Sin embargo, al llegar notó que su pareja se había dejado el móvil. "Bueno, no pasa nada; las encargaré al supermercado y nos las traerán", pensó. No sabía qué elegir, pero recordó una conversación en la que Arturo hablaba bastante bien de una marca en concreto. Así que, decantándose por ella, se puso manos a la obra.

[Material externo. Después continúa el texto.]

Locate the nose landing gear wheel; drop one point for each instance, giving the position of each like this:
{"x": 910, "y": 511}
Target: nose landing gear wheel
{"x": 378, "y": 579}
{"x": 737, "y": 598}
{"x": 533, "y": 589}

Y lo hizo con música de fondo. Encendió la radio y buscó su emisora favorita. Estaba radiante, feliz. Iba a presentarle a una de las partes más importantes de su juventud. Y estaba convencida de que se llevarían bastante bien. Incluso tenían gustos similares en cuanto deportes y aficiones. Con un poco de suerte, hasta podrían hacer alguna que otra escapada al monte si Eric lograba dejar a su madre con la cuidadora. Aunque pensaba que llevarla con ellos le podría venir bien ya que le podría dar el aire fresco.

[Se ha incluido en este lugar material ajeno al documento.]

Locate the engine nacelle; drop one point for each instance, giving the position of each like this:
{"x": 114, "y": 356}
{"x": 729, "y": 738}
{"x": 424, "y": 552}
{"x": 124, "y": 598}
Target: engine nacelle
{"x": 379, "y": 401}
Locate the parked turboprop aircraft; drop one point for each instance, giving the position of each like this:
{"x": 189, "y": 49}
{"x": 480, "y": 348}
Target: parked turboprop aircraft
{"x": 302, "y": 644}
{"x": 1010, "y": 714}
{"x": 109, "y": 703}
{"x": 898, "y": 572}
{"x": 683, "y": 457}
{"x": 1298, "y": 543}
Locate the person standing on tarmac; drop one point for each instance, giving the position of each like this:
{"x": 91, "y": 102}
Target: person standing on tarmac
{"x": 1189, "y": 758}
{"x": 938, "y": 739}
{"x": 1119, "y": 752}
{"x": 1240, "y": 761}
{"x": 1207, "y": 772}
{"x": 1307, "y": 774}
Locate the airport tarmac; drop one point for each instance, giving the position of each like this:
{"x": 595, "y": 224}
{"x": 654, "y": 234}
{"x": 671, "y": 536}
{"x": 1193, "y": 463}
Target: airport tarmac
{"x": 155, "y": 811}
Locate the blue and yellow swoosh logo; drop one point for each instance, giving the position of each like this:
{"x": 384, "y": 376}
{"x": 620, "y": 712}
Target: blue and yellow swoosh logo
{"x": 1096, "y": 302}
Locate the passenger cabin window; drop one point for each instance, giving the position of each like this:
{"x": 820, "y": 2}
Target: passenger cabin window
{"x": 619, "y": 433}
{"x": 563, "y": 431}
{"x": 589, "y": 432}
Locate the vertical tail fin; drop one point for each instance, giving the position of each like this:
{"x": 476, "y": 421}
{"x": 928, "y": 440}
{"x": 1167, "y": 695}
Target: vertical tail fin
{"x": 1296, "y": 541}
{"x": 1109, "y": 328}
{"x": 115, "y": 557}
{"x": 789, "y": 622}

Pero en estas, mientras estaba sumergida en sus cábalas mientras preparaba la cena, escuchó la voz de Arturo llamándola a gritos desde la calle.
- ¡Isabel! ¡Isabel! ¡Abre la puerta! ¡Rápido!
Se quedó helada. ¿Qué podía estar pasando? Lo único que se le ocurrió fue ir corriendo hacia la puerta y abrirla. Al hacerlo, le vio venir a toda velocidad. Detrás de él, unas cinco personas le seguían.
- ¡Entra! ¡Entra rápido en la casa!
- ¿Pero qué pasa?
- ¡Cállate!
Tras decir esto, Arturo entró y cerró la puerta. Puso el pestillo e introdujo las llaves en la cerradura. "¡Cierra todas las persianas! ¡Tenemos que ir al sotano!".
- ¿Pero qué pasa!
- ¡Ahora te cuento!
Acto seguido, apoyó la espalda contra la puerta y trató de coger aire. "¡Baja a sótano!", le gritó con una voz endiablada.
- ¿Pero qué pasa?
- ¡Te he dicho que bajes al sótano!
Isabel se quedó completamente inmóvil. No podía reaccionar ante aquella furia que nunca antes había presenciado. Los ojos de su marido irradiaban cólera y maldad. Y sin mediar palabra, la agarró del brazo arrastrándola hacia el sótano. Casi hizo que cayera por las escaleras, pero la sujetó con tal fuerza que parecía que iba a arrancárselo. Al llegar abajo, cerró el portón que allí había apoyándose contra este, al igual que hiciera en la entrada. "Aquí estaremos a salvo hasta que todo pase", comentó casi susurrando.
- ¿Qué es lo que pasa? ¿Qué has hecho?
- Nada, sólo me están persiguiendo.
- ¿Pero por qué?
- He matado a alguien.
- ¿¡Que has hecho qué!?
- He matado a tu amante. Y debo completar mi venganza. Ahora... la siguiente eres tú.